Former fire chief killed in World’s Fair blaze, 1893

Screenshot from video about World’s Fair cold storage fire produced by fire hero.org. See the whole video here.

Seventeen people died in a spectacular fire during the 1893 Chicago World’s Fair. One was former Springfield Fire Marshal John H. Freeman.

Following his second stint as fire marshal (today’s fire chief), Freeman enlisted with the World’s Fair fire company. He was among 30 or so firefighters who responded when flames were seen near the chimney of the fair’s cold storage building on July 10, 1893.

“As a fire trap, the cold storage warehouse could not have been more perfectly constructed,” the Illinois State Register’s story said.

Strictly speaking, the building wasn’t part of the fair, officially known as the World’s Columbian Exposition. It was an associated exhibit sponsored by the Hercules Iron Works and a coalition of refrigeration manufacturers. It was cooled by three 120-ton ice machines and, at the time of the fire, contained 40 barrels of linseed oil and “a quantity of meat, fruit, etc.” The top floor held an indoor skating rink.

Despite the ironworks sponsorship, the cold storage building was made of wood covered by “staff,” a composition material that looked like marble, part of the fair’s “White City” image. The cooling machinery was powered by furnaces that exhausted their fumes via a 200-foot iron chimney on the roof.

“Focused on the aesthetics of the structure,” firehero.org says, “buildiers masked the unsightly smokestack with a wooden tower. A cupola finished off the central tower, its base resting just 30 inches above the central flue — creating what would come to be a deadly fire hazard.”

The original fire at the top of the tower appeared to be small, but firefighters had no access to the summit. As a result, a dozen or so firefighters, including Freeman, jury-rigged climbing ropes to a narrow balcony just below the chimney top. They then began to haul hoses up to the flames.

Just before they reached their goal, however, firefighters and viewers below began to scream — flames had suddenly broken out midway up the tower, trapping the climbers atop the structure. A few of the men were able to slide down the ropes before they were burnt away, but the others, hopeless in the face of increasing heat, had only bad choices: jump to the main roof 60 to 90 feet below or wait to be consumed by the flames. Their tragic deaths took place within seconds.

Freeman was one of the men who fell into the inferno as the tower collapsed. His unrecognizably burned body was identified later by the watch and chain he carried. Thirteen of the fire’s 17 victims were firefighters.

Freeman’s heroism was honored with a funeral procession in Springfield July 13 that included  all of the city’s fire equipment — three engines, a hook-and-ladder wagon, the chemical engine and the fuel wagon. He is buried at Oak Ridge Cemetery.

Fire Marshal John Freeman

John H. Freeman (1837-93), started his firefighting career at age 13, when he hired on as a torch boy for the New York Fire Department (a torch boy ran ahead of early fire engines, carrying a kerosene torch to light the way to a fire).

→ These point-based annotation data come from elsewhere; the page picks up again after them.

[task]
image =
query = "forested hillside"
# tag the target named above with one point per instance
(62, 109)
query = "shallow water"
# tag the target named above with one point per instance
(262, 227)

For a more reliable career, however, he learned the jewelry trade; he came to Springfield in the late 1850s to go to work for jeweler/theater owner George Chatterton Sr.

John Freeman (drawing from July 12, 1893, Illinois State Journal; courtesy State Journal-Register)

Freeman also joined one of the volunteer fire companies — there were a half-dozen — that fought all fires in early Springfield. When the city finally created a paid fire department in the late 1860s, Freeman was one of its first members. He served as engineer and then foreman of the city’s “Button company,” called that because its fire engine was made by the Button Manufacturing Co. of Waterford, N.Y.

Mayor John McCreery named Freeman fire marshal in 1886. He kept the position until 1890, under two more mayors. He was dismissed after Mayor Charles Hay won a second term in 1889, but was reappointed by Mayor Rheuna Lawrence in 1891.

As chief, Freeman was expected to respond to every major fire in the city, often by horse and wagon from home. However, he was a small man and not a great horse driver. As a result, his wife, Margaret Marr Freeman, a strong woman with a solid frame, “became locally famous for regularly driving her husband to fires in the couple’s wagon in even the worst weather,” State Journal-Register reporter Doug Pokorski wrote in 1994.

“Maggie Freeman’s ‘skillful handling of the horse won her high commendation on more than one occasion,’ (a) 1904 county history recorded.”

Rheuna Lawrence’s successor as mayor, Frank Kramer, dismissed Freeman as fire marshal in April 1893. Freeman, who knew some of the World’s Fair firefighters, then joined that department. He had been with the Chicago unit for only a few weeks when he died.